While skin may improve with attention to collagen health and a regular intake of antioxidant compounds, it still needs to be allowed to function without excess burden. As an organ of elimination, the skin is constantly involved in assisting the body to clean itself. When other channels of elimination in the body are under-functioning, the skin tends to make up for this, with more waste material leaving through the skins surface. The body is able to cope with this on a temporary basis. However, if its an ongoing situation, skin changes will occur.
Conditions such as acne, eczema and dermatitis can all point to a sluggish elimination process, often involving the liver, the bowel and poor fluid intake. If waste material is not being correctly processed or eliminated, theres often little choice for the body but to send this waste out through its largest channel, the skin.

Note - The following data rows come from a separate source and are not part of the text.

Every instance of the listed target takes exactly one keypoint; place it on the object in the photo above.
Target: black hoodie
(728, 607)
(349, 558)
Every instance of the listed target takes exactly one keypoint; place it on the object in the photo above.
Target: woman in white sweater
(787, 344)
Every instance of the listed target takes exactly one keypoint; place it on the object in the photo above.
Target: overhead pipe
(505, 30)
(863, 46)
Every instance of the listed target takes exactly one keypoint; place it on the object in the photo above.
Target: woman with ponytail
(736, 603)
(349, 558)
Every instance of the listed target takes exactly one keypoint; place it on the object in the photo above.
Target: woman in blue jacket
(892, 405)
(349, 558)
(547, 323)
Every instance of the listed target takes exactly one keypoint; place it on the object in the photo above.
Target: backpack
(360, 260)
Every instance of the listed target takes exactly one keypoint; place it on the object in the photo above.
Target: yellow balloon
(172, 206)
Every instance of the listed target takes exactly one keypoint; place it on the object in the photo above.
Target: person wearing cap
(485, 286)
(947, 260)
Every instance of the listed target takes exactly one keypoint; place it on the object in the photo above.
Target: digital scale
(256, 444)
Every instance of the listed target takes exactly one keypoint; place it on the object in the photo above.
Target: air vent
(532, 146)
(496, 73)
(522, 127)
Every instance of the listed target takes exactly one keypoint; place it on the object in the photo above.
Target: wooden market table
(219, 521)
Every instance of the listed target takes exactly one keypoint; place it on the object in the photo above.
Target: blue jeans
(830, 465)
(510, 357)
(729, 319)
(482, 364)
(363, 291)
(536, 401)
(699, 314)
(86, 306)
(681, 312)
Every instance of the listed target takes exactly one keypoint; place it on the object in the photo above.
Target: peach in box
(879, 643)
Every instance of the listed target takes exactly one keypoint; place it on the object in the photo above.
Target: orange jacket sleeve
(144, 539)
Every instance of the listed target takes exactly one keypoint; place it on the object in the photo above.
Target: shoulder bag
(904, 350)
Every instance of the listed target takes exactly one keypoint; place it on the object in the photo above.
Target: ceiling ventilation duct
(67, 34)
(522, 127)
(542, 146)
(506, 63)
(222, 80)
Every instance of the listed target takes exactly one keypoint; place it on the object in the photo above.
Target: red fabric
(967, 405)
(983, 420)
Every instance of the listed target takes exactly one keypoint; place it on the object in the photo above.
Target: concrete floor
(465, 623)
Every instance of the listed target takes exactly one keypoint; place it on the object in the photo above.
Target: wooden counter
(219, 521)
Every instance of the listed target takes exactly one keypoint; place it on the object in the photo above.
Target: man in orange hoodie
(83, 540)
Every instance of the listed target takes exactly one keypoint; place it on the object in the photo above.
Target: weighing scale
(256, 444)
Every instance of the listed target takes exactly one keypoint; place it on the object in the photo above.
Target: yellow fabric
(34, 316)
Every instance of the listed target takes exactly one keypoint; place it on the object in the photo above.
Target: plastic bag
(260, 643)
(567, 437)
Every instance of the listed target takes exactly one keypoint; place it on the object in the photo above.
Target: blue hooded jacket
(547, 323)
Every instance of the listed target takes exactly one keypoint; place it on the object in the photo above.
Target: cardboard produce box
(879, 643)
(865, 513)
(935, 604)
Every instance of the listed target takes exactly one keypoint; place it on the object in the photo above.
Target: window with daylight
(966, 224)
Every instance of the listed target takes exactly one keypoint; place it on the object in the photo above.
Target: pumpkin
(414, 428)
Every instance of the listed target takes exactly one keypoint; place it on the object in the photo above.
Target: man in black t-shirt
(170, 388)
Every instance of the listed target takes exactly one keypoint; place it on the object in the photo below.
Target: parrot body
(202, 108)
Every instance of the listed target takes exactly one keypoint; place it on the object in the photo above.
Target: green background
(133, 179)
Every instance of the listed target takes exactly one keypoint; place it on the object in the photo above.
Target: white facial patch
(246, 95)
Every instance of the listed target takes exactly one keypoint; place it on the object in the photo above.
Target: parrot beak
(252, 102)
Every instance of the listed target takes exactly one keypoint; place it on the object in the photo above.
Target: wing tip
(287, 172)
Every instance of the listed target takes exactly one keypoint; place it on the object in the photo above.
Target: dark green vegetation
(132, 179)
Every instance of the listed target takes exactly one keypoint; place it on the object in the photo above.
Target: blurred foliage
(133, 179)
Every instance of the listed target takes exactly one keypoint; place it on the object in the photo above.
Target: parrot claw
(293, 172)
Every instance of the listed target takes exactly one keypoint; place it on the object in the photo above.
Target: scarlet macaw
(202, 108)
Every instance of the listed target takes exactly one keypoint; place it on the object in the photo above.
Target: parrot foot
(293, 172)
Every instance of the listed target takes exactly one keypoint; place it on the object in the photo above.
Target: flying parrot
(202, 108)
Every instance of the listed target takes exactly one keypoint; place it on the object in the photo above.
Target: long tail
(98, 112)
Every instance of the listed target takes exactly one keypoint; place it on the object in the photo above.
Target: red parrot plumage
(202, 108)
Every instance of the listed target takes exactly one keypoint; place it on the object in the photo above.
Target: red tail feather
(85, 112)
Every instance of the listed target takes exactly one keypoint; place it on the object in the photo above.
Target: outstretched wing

Over-consumption of heavily refined and processed foods does not allow the body adequate opportunity to cleanse and eliminate properly. In many cases, its a frequent barrage of artificial additives, hydrogenated fats, preservatives, unnatural colours and stabilisers. Eating these things daily, or several times a day, does not allow the liver time to break down and process these substances completely, nor to have them leave the system before another serve enters. A breakfast of sugary cereal, morning tea of coffee and biscuits, lunch washed down with diet soda and a prepackaged dinner will almost certainly overwhelm the digestive and eliminative functions of the body if taken on a regular basis.
During fasting or intestinal cleansing regimens, when the liver and bowel don’t need to work as thoroughly as they usually do, its very common to see minor skin outbreaks, especially during the initial stages of such programs. The body, allowed to clean itself completely, and without the added stresses of more bad food to deal with, recruits the skin as well as the bowel in order to purge toxins. Many people report that by the end of a cleansing program their skin is better than it has been for a long time.
As our largest organ, the skin is often required to work hard to eliminate toxins from the body, especially when the major organs of elimination are overloaded by a consistently poor diet. The result of a poor eliminative system can frequently be seen in skin infections and irritations such as acne and eczema. In short, skin health needs to be approached holistically. Of course, there is a place for moisturisers, toners and cleansers. However, there’s also an important place for good nutrition and appropriate supplementation. Not taking all these factors into account results in an approach to skincare that can only be described as skin deep.